仙川環『鬼嵐』(小学館)は、この謎の病気をめぐる、ミステリーだ。感染症の専門医である夏未は原因を探ろうとするも、土地の有力者に阻まれる。エボラ出血熱のようなウイルス性の出血熱を疑うが、日本のほかの場所では患者は出ていない。
だが姫野町では次々と発症する。どうやら「シャンヤオカイ」を食べた人に広がっているようだ。果たしてこの病気は何か。
パンデミックものは今や定番の医療小説となった。インフルエンザだけでなく様々な感染症は、いつ日本を襲うかわからない。それが誰かによって仕組まれたものだとしたら? 首筋が寒くなる小説だ。
知念実希人『ひとつむぎの手』(新潮社)は、純正会医科大学付属病院の心臓外科が舞台である。この科の悩みは、過酷な勤務で医局員が減り続けていることだ。その悪循環を止めるため平良祐介が教授の赤石源一郎に命じられたのは、研修医三人の指導医になって、そのうち二人を心臓外科に入局させることだ。
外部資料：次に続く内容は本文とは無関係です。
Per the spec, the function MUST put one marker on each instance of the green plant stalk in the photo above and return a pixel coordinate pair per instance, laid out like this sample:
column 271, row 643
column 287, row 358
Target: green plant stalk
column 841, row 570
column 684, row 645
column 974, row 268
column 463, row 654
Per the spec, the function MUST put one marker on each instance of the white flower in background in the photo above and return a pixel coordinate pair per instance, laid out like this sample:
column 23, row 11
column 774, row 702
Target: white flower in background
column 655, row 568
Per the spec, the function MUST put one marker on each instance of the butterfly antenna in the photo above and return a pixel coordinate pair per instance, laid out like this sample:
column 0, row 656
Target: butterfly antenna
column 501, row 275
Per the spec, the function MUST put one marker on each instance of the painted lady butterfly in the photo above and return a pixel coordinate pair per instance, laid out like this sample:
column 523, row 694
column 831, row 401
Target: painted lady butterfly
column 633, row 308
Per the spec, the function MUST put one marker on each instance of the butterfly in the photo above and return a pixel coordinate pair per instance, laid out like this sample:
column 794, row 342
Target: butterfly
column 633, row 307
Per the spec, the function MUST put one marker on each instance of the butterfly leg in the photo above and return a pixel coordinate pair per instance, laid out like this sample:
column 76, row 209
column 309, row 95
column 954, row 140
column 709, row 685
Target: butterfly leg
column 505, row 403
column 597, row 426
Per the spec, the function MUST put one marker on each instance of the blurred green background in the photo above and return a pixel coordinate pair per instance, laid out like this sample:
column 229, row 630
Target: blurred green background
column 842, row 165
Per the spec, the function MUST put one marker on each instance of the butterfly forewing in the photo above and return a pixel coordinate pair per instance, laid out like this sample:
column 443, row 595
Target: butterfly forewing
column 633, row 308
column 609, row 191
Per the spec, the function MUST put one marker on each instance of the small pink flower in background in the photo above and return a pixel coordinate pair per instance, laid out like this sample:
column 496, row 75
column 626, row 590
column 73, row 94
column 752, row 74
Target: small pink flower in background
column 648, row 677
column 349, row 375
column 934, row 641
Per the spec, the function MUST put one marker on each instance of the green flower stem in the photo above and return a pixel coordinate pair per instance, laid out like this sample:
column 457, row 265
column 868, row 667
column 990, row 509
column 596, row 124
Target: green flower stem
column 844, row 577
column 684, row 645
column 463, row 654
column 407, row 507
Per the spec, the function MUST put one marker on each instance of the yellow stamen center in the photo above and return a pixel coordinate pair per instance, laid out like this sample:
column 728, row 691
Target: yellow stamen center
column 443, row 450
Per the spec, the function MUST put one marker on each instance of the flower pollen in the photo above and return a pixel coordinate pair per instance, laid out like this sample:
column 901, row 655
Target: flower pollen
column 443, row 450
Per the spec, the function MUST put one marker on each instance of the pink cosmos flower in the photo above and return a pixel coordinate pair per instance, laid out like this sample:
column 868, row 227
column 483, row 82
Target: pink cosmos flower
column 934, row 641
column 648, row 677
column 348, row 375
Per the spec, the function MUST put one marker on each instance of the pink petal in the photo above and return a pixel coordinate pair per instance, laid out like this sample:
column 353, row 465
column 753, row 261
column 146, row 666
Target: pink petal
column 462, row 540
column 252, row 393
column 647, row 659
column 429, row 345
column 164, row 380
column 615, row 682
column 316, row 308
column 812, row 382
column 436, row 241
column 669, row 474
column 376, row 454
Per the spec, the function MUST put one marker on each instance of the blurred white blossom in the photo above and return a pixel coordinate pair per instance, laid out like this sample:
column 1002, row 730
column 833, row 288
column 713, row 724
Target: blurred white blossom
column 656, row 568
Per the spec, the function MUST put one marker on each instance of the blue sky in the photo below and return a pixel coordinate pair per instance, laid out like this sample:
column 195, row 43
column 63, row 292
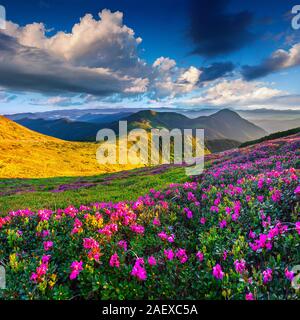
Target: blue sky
column 220, row 53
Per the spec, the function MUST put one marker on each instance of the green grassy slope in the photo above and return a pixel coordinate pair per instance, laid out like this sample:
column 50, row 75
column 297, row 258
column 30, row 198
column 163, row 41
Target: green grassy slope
column 60, row 192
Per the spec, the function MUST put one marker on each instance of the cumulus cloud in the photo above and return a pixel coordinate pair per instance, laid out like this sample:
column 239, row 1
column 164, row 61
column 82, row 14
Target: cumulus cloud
column 216, row 31
column 279, row 60
column 171, row 81
column 103, row 43
column 237, row 93
column 216, row 70
column 97, row 57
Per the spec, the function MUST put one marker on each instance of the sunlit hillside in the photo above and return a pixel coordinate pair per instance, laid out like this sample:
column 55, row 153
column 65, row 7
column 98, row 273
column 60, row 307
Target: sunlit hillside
column 27, row 154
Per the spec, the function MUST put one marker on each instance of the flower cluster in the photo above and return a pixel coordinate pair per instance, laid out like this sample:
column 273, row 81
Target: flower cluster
column 233, row 232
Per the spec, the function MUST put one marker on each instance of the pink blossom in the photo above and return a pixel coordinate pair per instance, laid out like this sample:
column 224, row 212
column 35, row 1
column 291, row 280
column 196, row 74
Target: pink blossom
column 298, row 227
column 76, row 268
column 138, row 269
column 137, row 229
column 200, row 256
column 223, row 224
column 169, row 254
column 47, row 245
column 188, row 212
column 276, row 196
column 181, row 255
column 152, row 261
column 267, row 275
column 217, row 272
column 289, row 274
column 249, row 296
column 114, row 260
column 156, row 222
column 260, row 198
column 123, row 244
column 240, row 266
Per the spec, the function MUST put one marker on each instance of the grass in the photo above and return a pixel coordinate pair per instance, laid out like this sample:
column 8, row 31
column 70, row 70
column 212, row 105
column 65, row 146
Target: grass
column 35, row 194
column 272, row 136
column 27, row 154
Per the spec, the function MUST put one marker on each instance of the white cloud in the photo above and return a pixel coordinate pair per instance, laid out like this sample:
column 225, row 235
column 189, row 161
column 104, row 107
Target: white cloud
column 171, row 81
column 279, row 60
column 239, row 93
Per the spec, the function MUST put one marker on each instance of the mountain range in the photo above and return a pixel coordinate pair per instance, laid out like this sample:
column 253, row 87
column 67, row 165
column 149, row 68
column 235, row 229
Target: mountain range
column 28, row 154
column 225, row 125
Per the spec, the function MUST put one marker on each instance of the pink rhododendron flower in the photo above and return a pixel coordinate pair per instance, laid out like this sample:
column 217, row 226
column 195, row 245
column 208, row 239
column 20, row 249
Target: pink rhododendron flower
column 77, row 226
column 200, row 256
column 156, row 222
column 169, row 254
column 114, row 260
column 249, row 296
column 267, row 275
column 298, row 226
column 123, row 244
column 47, row 245
column 188, row 212
column 46, row 259
column 152, row 261
column 260, row 198
column 45, row 233
column 214, row 209
column 240, row 266
column 217, row 272
column 223, row 224
column 276, row 196
column 181, row 255
column 137, row 229
column 76, row 268
column 138, row 269
column 289, row 274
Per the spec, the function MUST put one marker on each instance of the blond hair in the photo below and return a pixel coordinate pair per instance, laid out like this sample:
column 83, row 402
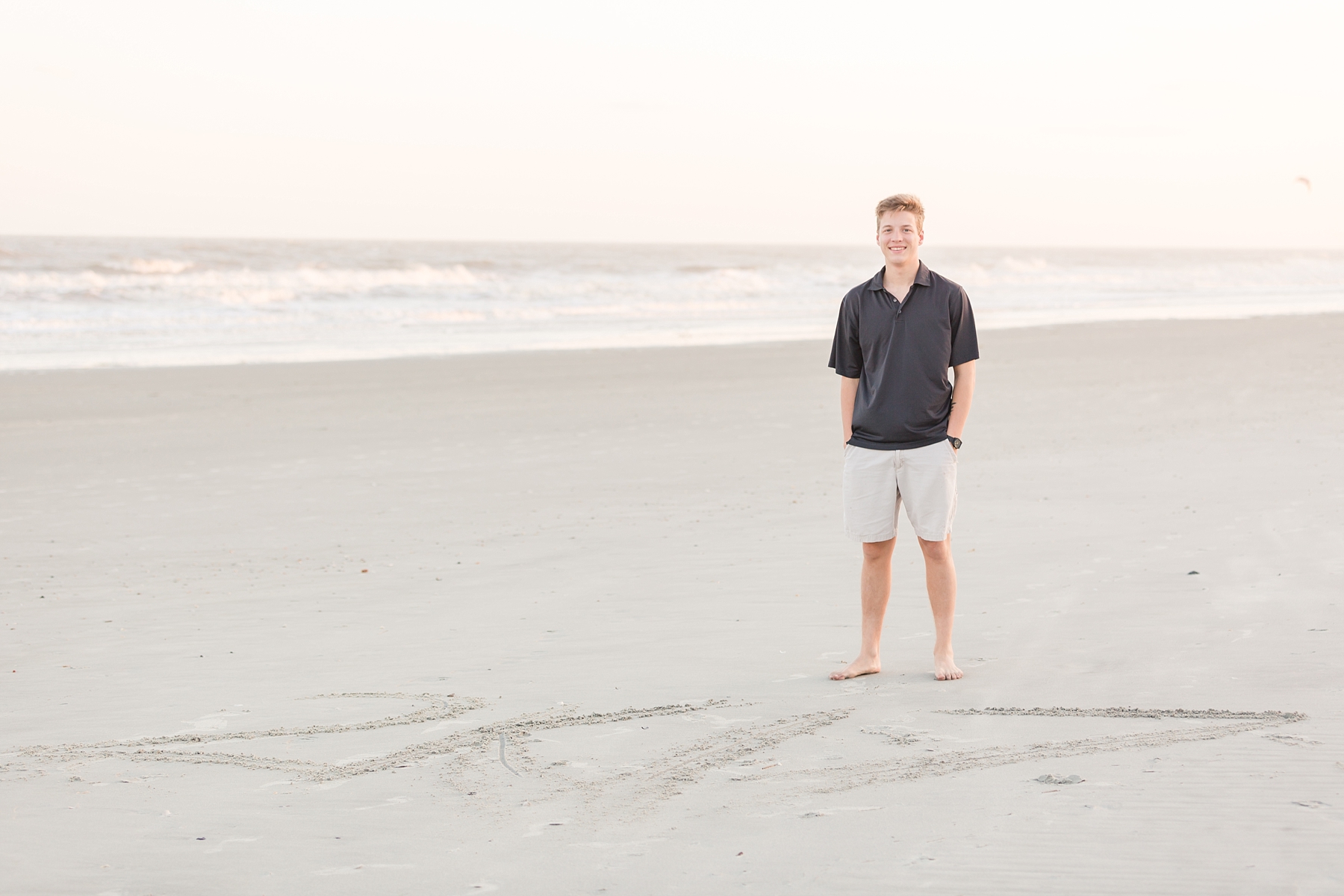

医者になって9年目の祐介には、そろそろ出向の話が持ち上がるころだ。心臓外科医として一人前になりたい。そのためには心臓手術件数の多い市中病院に行かなくてはならない理由があった。
研修医三人にも思惑がある。技術を習得したいと願う者、研究に興味を示す者、子供の命を救うための医師を目指す者。心臓外科に入院してくる患者は、みな重篤であり、手術の手腕が問われる。
祐介には人に言えない秘密があり、ほかの医師にコンプレックスを感じている。半面、どんな状況にも冷静に対応し、患者の危機を救う。大学病院内の勢力争いにも巻き込まれ、研修医の指導どころか、自分の地位も危ぶまれる祐介を助けたのは、自身の医師としての矜持であった。
医師にも専門によって向き不向きがあるようだ。人を助けたいと思う気持ちがあれば、それがどんな患者であってもやりがいが生まれる。大学病院という小さな社会だけに収まらないやりがいを見つけたとき、祐介という医師はどんな成長を遂げるのだろう。見届けたい気がする。